301. Pituitary gonadotropin response in women with idiopathic hyperprolactinemia.
- Author
-
Archer DF, Sprong JW, Nankin HR, and Josimovich JB
- Subjects
- Amenorrhea drug therapy, Amenorrhea etiology, Bromocriptine therapeutic use, Female, Gonadotropin-Releasing Hormone, Hormones, Humans, Hypothalamus physiopathology, Lactation Disorders drug therapy, Lactation Disorders etiology, Pregnancy, Follicle Stimulating Hormone blood, Luteinizing Hormone blood, Pituitary Gland physiopathology, Prolactin blood
- Abstract
Inappropriate lactation and idiopathic hyperprolactinemia are frequently associated with amenorrhea. In these individuals, peripheral levels of follicle-stimulating hormone (hFSH) are usually normal, and luteinizing hormone (hLH) levels are often found in the low-normal range. The present study was undertaken to evaluate the functional capacity of the pituitary by the response of hFSH and hLH to synthetic gonadotropin-releasing hormone (Gn-RH). Six women with amenorrhea, inappropriate breast secretion, and idiopathic hyperprolactinemia (prolactin levels ranged from 45 to 355 ng/ml) were given 100 mug of Gn-RH intramuscularly. Serum hFSH and hLH levels were assessed in samples obtained at 15-minute intervals over the next 2-hour period. Initial hFSH levels were normal in all women, with a mean of 242 +/- 72 ng/ml. The absolute increase after Gn-RH administration averaged 486 +/- 193 ng/ml.

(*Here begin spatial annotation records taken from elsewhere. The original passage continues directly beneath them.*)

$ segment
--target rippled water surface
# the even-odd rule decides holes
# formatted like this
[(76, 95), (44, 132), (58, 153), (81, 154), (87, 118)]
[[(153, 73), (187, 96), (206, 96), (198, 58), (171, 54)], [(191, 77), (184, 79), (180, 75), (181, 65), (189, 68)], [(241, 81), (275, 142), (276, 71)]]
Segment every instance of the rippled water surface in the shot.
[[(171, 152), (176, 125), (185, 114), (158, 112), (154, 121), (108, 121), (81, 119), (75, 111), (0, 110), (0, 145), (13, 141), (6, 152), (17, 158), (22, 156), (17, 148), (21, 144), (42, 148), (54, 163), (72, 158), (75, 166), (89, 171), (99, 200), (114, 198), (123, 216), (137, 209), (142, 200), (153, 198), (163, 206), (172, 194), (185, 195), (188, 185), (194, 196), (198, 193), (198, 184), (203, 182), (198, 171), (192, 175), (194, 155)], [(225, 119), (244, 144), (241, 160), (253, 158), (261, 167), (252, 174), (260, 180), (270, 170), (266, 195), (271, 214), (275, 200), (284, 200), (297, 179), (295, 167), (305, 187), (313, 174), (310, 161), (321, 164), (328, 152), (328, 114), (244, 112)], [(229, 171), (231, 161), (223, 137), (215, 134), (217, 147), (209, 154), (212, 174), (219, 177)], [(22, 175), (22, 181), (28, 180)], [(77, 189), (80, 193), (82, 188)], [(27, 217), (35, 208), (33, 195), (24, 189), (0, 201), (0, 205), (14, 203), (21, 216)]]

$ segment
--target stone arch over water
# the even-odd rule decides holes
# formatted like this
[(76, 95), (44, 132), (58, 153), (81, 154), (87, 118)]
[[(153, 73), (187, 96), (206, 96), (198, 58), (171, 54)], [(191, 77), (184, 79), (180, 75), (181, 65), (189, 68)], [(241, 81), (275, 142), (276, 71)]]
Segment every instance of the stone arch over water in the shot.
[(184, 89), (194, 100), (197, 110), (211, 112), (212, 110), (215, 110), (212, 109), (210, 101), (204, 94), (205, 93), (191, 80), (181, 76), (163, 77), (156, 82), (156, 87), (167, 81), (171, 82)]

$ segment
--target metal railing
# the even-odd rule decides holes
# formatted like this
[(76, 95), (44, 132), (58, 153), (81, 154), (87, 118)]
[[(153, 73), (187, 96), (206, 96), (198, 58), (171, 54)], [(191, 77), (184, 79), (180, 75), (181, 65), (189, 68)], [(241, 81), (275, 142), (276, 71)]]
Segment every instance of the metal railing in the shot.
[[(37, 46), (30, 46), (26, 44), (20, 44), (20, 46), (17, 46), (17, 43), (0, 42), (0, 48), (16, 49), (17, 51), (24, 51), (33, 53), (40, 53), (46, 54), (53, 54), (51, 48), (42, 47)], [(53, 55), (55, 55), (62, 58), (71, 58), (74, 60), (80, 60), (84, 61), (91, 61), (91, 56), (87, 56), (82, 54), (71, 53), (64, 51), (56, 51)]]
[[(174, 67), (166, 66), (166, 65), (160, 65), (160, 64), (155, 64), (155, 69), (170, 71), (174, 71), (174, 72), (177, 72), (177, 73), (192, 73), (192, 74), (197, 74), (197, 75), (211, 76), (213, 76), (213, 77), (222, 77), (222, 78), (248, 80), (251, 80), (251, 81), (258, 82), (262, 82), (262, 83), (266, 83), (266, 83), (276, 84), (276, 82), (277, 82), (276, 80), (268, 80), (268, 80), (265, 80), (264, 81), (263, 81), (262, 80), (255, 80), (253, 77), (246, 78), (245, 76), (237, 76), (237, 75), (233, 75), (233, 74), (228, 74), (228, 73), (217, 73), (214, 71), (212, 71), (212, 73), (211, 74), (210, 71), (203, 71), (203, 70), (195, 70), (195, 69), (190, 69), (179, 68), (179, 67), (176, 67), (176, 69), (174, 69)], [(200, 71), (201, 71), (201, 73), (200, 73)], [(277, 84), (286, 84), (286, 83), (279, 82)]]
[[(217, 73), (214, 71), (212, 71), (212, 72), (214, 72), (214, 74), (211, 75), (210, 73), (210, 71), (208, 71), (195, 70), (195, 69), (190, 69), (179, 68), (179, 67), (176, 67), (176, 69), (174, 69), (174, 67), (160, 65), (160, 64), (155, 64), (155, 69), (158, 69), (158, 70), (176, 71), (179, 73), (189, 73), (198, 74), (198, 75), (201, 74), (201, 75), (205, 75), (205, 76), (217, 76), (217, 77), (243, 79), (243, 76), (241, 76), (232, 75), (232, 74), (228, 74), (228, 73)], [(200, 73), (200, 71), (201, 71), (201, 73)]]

Serum hLH was below normal in three of the six women, and normal in the remaining three women initially. The absolute increase averaged 1308 +/- 315 ng/ml. The greatest percentage increase in hLH was found in the women with the subnormal basal titers. In these women, hLH rose from a mean of 22 ng/ml to a mean of 1092 ng/ml. These data demonstate an exaggerated increase in hFSH and hLH levels after exogenous Gn-RH administration. This suggests that the amenorrhea associated with elevated serum prolactin levels is principally of hypothalamic origin.